Other survey highlights include:
- Nearly half (46 per cent) of respondents said that there should be fines imposed for not recycling, or that it should depend on circumstances, such as the type of material, the amount and the frequency of offenses.
- Households in Ontario on average have 12.6 products or appliances that require batteries. Given that there are 4.8 million households in Ontario, that’s more than 60 million batteries that could be recycled.1
- Consumer technologies such as remote controls and cameras are the largest use of batteries, followed by safety devices such as smoke detectors and household appliances. And while parents may attest to the fact that Wii and remote control cars tend to eat up batteries the fastest, gaming devices and toys ranked lower on the reasons for a battery purchase.
Stewardship Ontario has put out a list of common battery myths and attempted to expel them:
- Myth: Someone sorts out batteries and other potentially harmful wastes from my garbage.

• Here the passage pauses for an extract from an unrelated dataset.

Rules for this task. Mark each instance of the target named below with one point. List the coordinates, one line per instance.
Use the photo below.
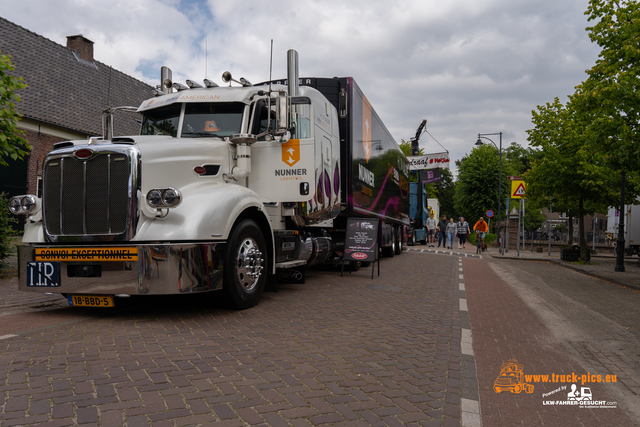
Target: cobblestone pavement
(335, 351)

- Fact: Many single-use batteries contain hazardous materials such as mercury and lead, which are known to be toxic to animals and humans. If not properly disposed of, these chemicals end up in landfills where they can leak into the ground and can create toxic mixtures that may flow into our drinking water. Although household batteries comprise a small fraction of total garbage, they are responsible for between 50 and 70 per cent of all heavy metals found in landfills.
- Myth: Once a battery dies, it has no other use.
- Fact: Used batteries still have life. Not only does separating batteries from your garbage prevent potentially harmful materials from contaminating our drinking water, but properly recycled batteries have valuable resources that can be recovered and used as new asingredients in producing new goods. In fact, it is much more efficient to recycle a metal than mine it from the ground.
- Myth: Recycling batteries is not convenient.
- Fact: There are more than 2,000 battery collection sites established throughout Ontario, consisting of municipal depots, special collection events and a network of retail stores, libraries, community centres, schools and other easily accessible drop-off points for consumers. Visit Makethedrop.ca to find the nearest drop-off centre to you simply by entering your postal code.